New Zealand farmers suffer too with changing exchange rates. They tighten their belts and weather the hard times. That is the nature of any export industry. You can’t expect the government to pick up the tab whenever the market shifts.

In my dealings with the IFA I have found them to be sensible people who want the best for Irish farmers. However they appear to be so used to subsidies now that their automatic response to hardship is to get the government to fix it.

Much as I support Irish farmers, I do hope the Irish government declines this short-sighted request. The EU is already reintroducing export subsidies, which will benefit Irish farmers while damaging agriculture in the rest of the world and draining money from other sectors of the European economy. There is no need for more of this foolishness.

Hat tip: Homepaddock

Sex education in the UK

The problems with sex education are reaching the mainstream newspapers in the UK. It would be great to see an article like this one (from the Times) published here:

Those who can, do, according to the old saying, and those who can’t, teach. That has always seemed to me unfair. However, I have come to think that those who can’t teach, teach sex education.

Judged by its results – not a bad way of judging – sex education has been an utter failure. The increase in sex education here in recent years has coincided with an explosion of unwanted pregnancies and sexually transmitted disease (STD) far worse than anywhere else in Europe. Since the government’s teenage pregnancy strategy was introduced in 1999, the number of girls having abortions has soared. You might well be tempted to argue that sex education causes sexual delinquency.

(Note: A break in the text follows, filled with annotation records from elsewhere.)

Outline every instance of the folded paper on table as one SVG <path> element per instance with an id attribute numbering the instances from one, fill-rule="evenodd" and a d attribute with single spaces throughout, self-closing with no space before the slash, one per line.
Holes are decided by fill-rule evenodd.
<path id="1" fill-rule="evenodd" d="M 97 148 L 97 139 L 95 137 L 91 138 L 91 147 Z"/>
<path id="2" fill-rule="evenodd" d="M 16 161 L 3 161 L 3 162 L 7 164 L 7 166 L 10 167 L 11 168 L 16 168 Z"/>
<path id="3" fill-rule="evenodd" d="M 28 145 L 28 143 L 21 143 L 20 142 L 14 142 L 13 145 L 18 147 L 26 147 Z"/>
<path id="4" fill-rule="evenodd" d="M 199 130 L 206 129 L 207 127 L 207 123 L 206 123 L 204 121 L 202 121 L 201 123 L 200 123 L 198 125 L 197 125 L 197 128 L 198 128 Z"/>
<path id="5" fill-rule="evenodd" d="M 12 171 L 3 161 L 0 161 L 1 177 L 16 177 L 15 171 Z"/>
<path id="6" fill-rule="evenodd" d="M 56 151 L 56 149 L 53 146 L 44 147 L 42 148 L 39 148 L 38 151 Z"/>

This is exactly what we have seen in New Zealand. It is great to see a frank article on the issue. Sex education isn’t working. The solution is not more of the same to younger and younger children, but actually changing tack.

Hat tip: Semper Vita

UK Police to ignore public sex

At the moment the UK is a few steps ahead of NZ in terms of the destruction of morality, here is an example of what we have to watch out for here:

Public homosexual activity in parks and public bathrooms must not be impeded by law enforcement officials except as a last resort, says a new set of draft guidelines for UK police.

Deputy Chief Constable Michael Cunningham of Lancashire Police, who drew up the 21-page report, titled “Guidance on Policing Public Sex Environments”, wrote, “In any event it is not for the police to take the role of moral arbiter.” Rather than arresting those who have sex in public, the police should instead guard the “human rights of those people who frequent open spaces” to seek anonymous copulation partners, an activity known as “cruising.”

Basically, as far as I can gather, people who don’t want to be known as gay but still want to have homosexual sex are gathering in parks to do it, in some cases so they don’t have to let their wives know (although the wording is so painfully PC you have to read it twice to figure out what they are really talking about). And the police are being told that it is a “human right” to do this and they can’t be stopped.

There is a big difference between doing something behind closed doors and doing it in public. You should be able to go for a walk in the park without seeing that sort of activity. The police should be policing what occurs in public land, not being told to ignore it. Disgusting.

Watch out NZ, Helen Clark has seized control of our police force, we need a change of government urgently.